Отпустив её, Свидригайлов «тихо провел ладонью по лбу. Странная улыбка искривила его лицо, жалкая, печальная, слабая улыбка, улыбка отчаяния»[17]. Он снова остался один на один с отвратительной необходимостью своими руками рассчитаться с адом опустевшей жизни. Во всей этой сцене, в последней приведённой нами цитате, в тех эмоционально окрашенных эпитетах, которыми Достоевский определяет улыбку Свидригайлова, сквозит несомненное сочувствие к персонажу. Это вовсе не «влюблённость», а жалость и сострадание. Ибо в жалости и сострадании Достоевский не отказывал никому.
Удивительное, поистине гениальное объяснение колебаний Свидригайлова автор скрывает от нас, но даёт нам всё же понять логику его поведения. Свидригайлов не боится смерти, он почти призывает её, но не в его характере самолично выполнить эту «чёрную работу». Он сам себя назвал «белоручкой»: подобно Обломову, он гордится тем, что ничего не умеет делать. Шулером он был когда-то, но это всё. Свидригайлову хотелось в этот страшный миг, чтобы Дуня застрелила его. В это же время ему было тяжело познать эту меру отвращения Дуни к нему, и у него отлегло от сердца, когда она бросила револьвер: «…может быть, не одна тягость смертного страха; да вряд ли он и ощущал его в эту минуту. Это было избавление от другого более скорбного и мрачного чувства, которого бы он и сам не мог во всей силе определить».[18] Не смогла в него выстрелить – значит, считает всё же человеком! Вот его последнее утешение.
Но зададимся вопросом: в чём усматривает автор право Свидригайлова на сострадание? Можно ли вообще жалеть такого гнусного преступника, нераскаянного злодея? Не слишком ли широк Достоевский на обычную, человеческую мерку? Ни для кого не секрет, что многие современные читатели, сопротивляясь художественному обаянию Достоевского, отказываются принимать его сострадание к Свидригайлову, то есть авторскую трактовку этого персонажа. Между тем логика романа в данном случае ясна.
Преступность Свидригайлова, его презрительное отъединение от людей не подлежат сомнению. Однако в нём живёт бессознательное чувство вины.

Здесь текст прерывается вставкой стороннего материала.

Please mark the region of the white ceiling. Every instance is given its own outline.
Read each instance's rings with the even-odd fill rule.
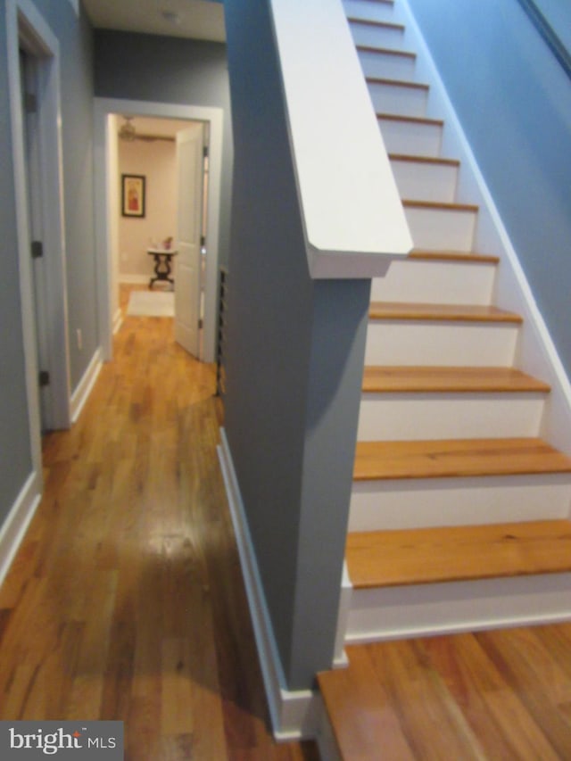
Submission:
[[[224,42],[224,6],[211,0],[82,0],[95,28]]]

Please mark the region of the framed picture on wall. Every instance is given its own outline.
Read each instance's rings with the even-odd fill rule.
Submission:
[[[145,175],[121,175],[121,213],[123,217],[145,217]]]

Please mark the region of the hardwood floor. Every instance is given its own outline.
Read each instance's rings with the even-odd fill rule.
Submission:
[[[78,423],[46,436],[0,589],[0,718],[123,720],[131,761],[318,759],[269,730],[214,381],[172,320],[128,317]]]
[[[343,759],[571,758],[571,625],[347,652],[319,675]]]

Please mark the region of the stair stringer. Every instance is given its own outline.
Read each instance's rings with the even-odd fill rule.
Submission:
[[[514,367],[551,386],[540,434],[571,454],[571,382],[408,0],[399,0],[399,5],[405,25],[403,48],[417,53],[415,79],[430,83],[427,116],[444,120],[441,155],[460,160],[457,199],[480,207],[474,250],[500,256],[493,301],[524,318]]]

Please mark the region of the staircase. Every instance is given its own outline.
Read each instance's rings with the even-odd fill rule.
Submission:
[[[571,616],[571,459],[546,440],[555,390],[525,371],[537,331],[496,303],[509,262],[481,231],[470,168],[444,154],[455,138],[401,2],[344,2],[415,245],[371,291],[340,616],[352,645]],[[354,755],[343,720],[374,716],[357,682],[319,676],[331,748],[377,758],[362,737]]]

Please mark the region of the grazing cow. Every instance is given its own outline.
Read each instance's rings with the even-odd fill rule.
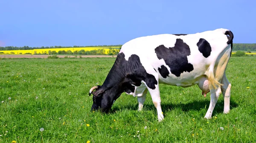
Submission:
[[[204,118],[211,118],[221,93],[224,113],[229,112],[231,85],[225,72],[233,38],[231,31],[220,28],[191,34],[144,36],[128,42],[122,47],[103,84],[90,90],[89,95],[93,95],[91,110],[108,112],[123,92],[137,96],[141,110],[148,91],[160,121],[164,117],[159,84],[183,87],[197,84],[202,94],[210,93]]]

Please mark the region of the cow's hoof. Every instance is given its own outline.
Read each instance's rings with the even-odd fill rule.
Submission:
[[[205,119],[210,119],[211,118],[212,118],[212,117],[209,117],[209,116],[204,116],[204,118]]]

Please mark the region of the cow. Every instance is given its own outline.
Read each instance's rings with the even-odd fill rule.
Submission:
[[[224,113],[229,112],[231,84],[225,70],[233,35],[227,29],[189,34],[163,34],[143,36],[123,45],[103,84],[92,87],[91,111],[108,112],[121,93],[137,96],[138,110],[148,91],[159,121],[164,119],[159,84],[186,87],[198,84],[210,101],[204,118],[211,118],[220,94]],[[94,91],[94,90],[95,90]]]

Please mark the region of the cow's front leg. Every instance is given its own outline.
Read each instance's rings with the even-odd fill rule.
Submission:
[[[138,111],[140,111],[143,108],[143,105],[146,99],[146,95],[148,93],[148,90],[145,89],[143,93],[137,95],[138,102],[139,103],[139,109]]]
[[[225,73],[224,74],[224,76],[223,76],[223,78],[221,80],[221,84],[223,84],[223,85],[221,86],[221,92],[224,98],[224,111],[223,113],[227,114],[229,112],[230,110],[231,84],[227,79]]]
[[[159,122],[163,120],[164,117],[161,108],[161,98],[160,98],[160,92],[158,84],[156,85],[156,88],[154,90],[148,87],[148,90],[151,95],[153,103],[157,111],[157,118]]]
[[[212,88],[212,89],[210,90],[210,93],[211,93],[210,105],[209,105],[209,108],[204,116],[204,118],[207,119],[210,119],[212,118],[212,112],[213,111],[215,105],[216,105],[220,94],[221,93],[220,87],[219,87],[217,90]]]

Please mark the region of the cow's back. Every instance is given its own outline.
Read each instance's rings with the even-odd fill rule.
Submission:
[[[141,37],[124,44],[125,59],[137,55],[147,72],[157,71],[160,82],[181,86],[197,84],[210,64],[227,46],[227,30],[186,35],[164,34]]]

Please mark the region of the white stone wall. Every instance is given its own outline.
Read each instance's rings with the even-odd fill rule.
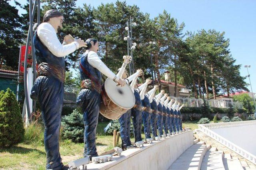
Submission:
[[[211,130],[256,156],[256,124],[222,127]]]
[[[140,149],[123,151],[121,158],[114,156],[112,161],[90,163],[88,170],[166,170],[187,149],[193,144],[193,131],[186,131]]]

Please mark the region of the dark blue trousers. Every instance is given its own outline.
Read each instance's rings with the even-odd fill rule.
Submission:
[[[131,127],[131,110],[128,110],[118,119],[120,124],[120,135],[122,145],[128,146],[131,145],[130,131]]]
[[[96,128],[100,113],[101,96],[97,91],[82,89],[76,99],[76,104],[82,106],[84,113],[84,156],[98,156],[96,149]]]
[[[142,122],[144,125],[144,133],[145,138],[150,138],[150,113],[147,111],[142,111]]]
[[[142,129],[142,111],[133,108],[131,109],[132,119],[133,124],[133,133],[135,138],[135,142],[142,140],[141,137]]]
[[[175,124],[175,128],[176,132],[178,132],[179,131],[179,123],[178,122],[178,112],[176,110],[174,110],[174,123]]]
[[[59,139],[64,94],[64,83],[53,77],[39,76],[31,90],[30,97],[38,100],[44,125],[46,169],[60,170],[63,167]]]
[[[165,115],[163,116],[163,126],[164,130],[164,133],[168,133],[168,127],[167,125],[167,117]]]
[[[181,118],[181,113],[179,110],[178,111],[178,114],[179,116],[180,117],[178,118],[178,122],[179,123],[179,129],[180,131],[182,131],[182,120]]]
[[[151,130],[152,131],[152,135],[153,137],[157,136],[156,129],[157,129],[157,125],[156,122],[157,121],[157,115],[153,113],[151,114],[150,117],[150,125],[151,125]]]
[[[157,115],[157,126],[159,135],[163,135],[163,116],[158,114]]]

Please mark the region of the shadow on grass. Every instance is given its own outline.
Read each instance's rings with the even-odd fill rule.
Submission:
[[[7,152],[11,154],[26,154],[32,152],[36,152],[40,154],[45,155],[44,152],[36,149],[13,146],[10,148],[0,148],[0,152]]]
[[[107,145],[103,144],[102,143],[100,142],[96,142],[96,146],[108,146]]]

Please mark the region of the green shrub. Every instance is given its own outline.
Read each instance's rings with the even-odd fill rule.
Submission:
[[[9,88],[0,94],[0,147],[10,147],[22,141],[25,130],[14,94]]]
[[[198,124],[206,124],[209,123],[210,123],[210,120],[207,117],[202,118],[197,122]]]
[[[201,115],[198,113],[193,113],[189,116],[190,119],[192,121],[199,120],[201,118]]]
[[[213,123],[218,122],[218,120],[217,119],[217,116],[216,115],[214,115],[214,117],[213,117],[213,119],[212,119],[212,121],[213,121]]]
[[[73,112],[74,108],[69,106],[63,106],[61,112],[61,115],[68,115]]]
[[[106,134],[113,135],[114,130],[115,129],[116,129],[118,132],[120,131],[120,124],[118,120],[112,120],[110,123],[111,123],[111,125],[106,131]]]
[[[231,121],[242,121],[242,120],[237,116],[235,116],[231,119]]]
[[[24,143],[26,144],[44,145],[44,127],[33,122],[25,129]]]
[[[230,121],[230,120],[228,116],[223,116],[220,120],[223,122],[229,122]]]
[[[61,125],[61,134],[63,139],[70,139],[77,143],[83,142],[84,125],[83,115],[76,109],[70,115],[64,117]]]
[[[247,120],[255,120],[255,116],[253,114],[247,117],[246,119]]]

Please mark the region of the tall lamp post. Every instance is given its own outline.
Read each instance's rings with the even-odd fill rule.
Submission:
[[[156,42],[155,41],[149,41],[148,43],[150,45],[155,45]],[[153,82],[153,86],[154,86],[154,72],[153,69],[153,62],[152,61],[152,57],[153,57],[153,54],[151,53],[150,51],[150,63],[151,63],[151,73],[152,74],[152,80],[153,80],[152,82]]]
[[[252,84],[251,83],[251,80],[250,78],[250,74],[249,74],[249,70],[248,70],[248,68],[250,68],[251,66],[250,65],[246,65],[244,66],[244,67],[247,68],[247,72],[248,73],[248,75],[247,75],[247,77],[249,78],[249,82],[250,82],[250,85],[251,86],[251,90],[252,91],[252,99],[253,99],[253,102],[254,104],[254,115],[255,117],[256,117],[256,104],[255,104],[255,100],[254,99],[254,96],[253,94],[253,92],[252,92]]]
[[[129,54],[130,54],[132,57],[132,62],[129,63],[130,75],[132,75],[134,73],[134,64],[132,55],[132,50],[135,49],[137,44],[136,43],[132,42],[132,26],[136,25],[137,23],[136,22],[132,23],[132,18],[130,17],[130,20],[127,22],[127,26],[125,27],[125,30],[127,31],[127,36],[124,38],[124,41],[127,41],[127,53],[128,55],[129,55]]]

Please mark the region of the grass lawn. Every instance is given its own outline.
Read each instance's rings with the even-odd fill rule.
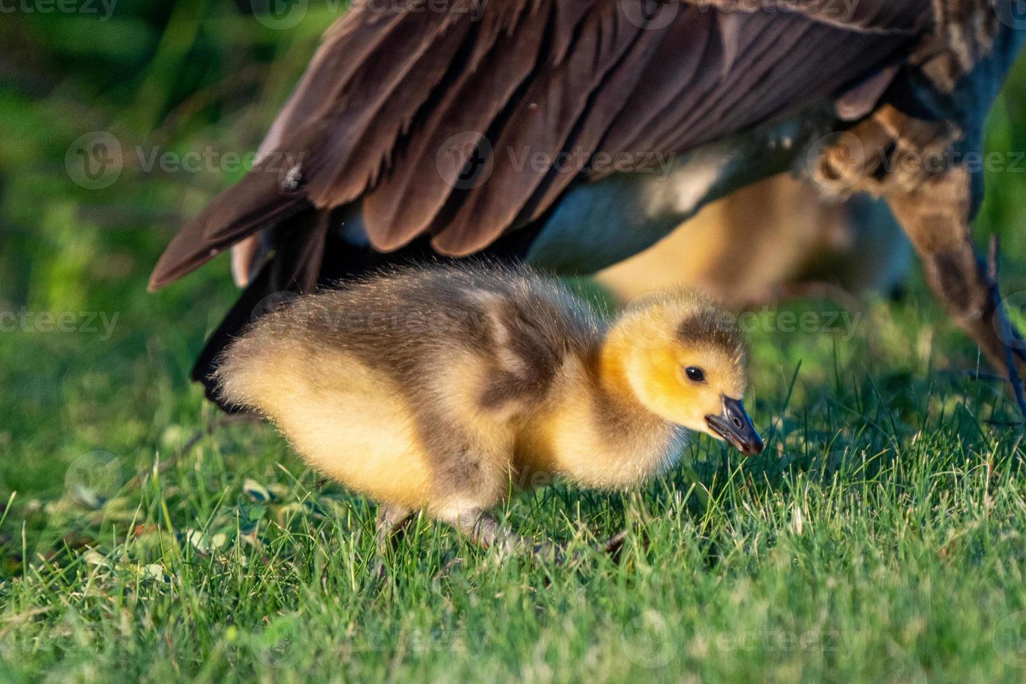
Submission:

Оно выражается в неотвязной скуке, убивающей волю к жизни, в постепенном приближении безумия и, наконец, в кошмарных сновидениях, преобразующих тайные угрызения совести, неосознанные даже самим Свидригайловым, в страшные образы его жертв. В V–VI главах шестой части романа действие сосредоточивается на Свидригайлове (сцена с Дуней, «прощальные» визиты с раздачей денег, ночь в гостинице и самоубийство). Мы ощущаем, как нарастает напряжение действия. Раскольников здесь отодвинут в сторону, он к этому времени уже решился явиться с повинной. Смещение центра тяжести на Свидригайлова происходит потому, что Достоевскому необходимо исчерпать идею Раскольникова до конца, выявить все её трагические потенции, а между тем главный герой уже сделал выбор и свернул с пути, ведущего только в бездну. Именно в этих двух главах последней части романа Свидригайлов может быть назван главным героем, но только в этих главах. На ранних стадиях разработки сюжета Раскольников, по первым замыслам автора, должен был покончить с собой. Однако в окончательном тексте писатель дал ему шанс возрождения, доведя до логически неизбежного – при его идее – конца не его самого, а более последовательного двойника.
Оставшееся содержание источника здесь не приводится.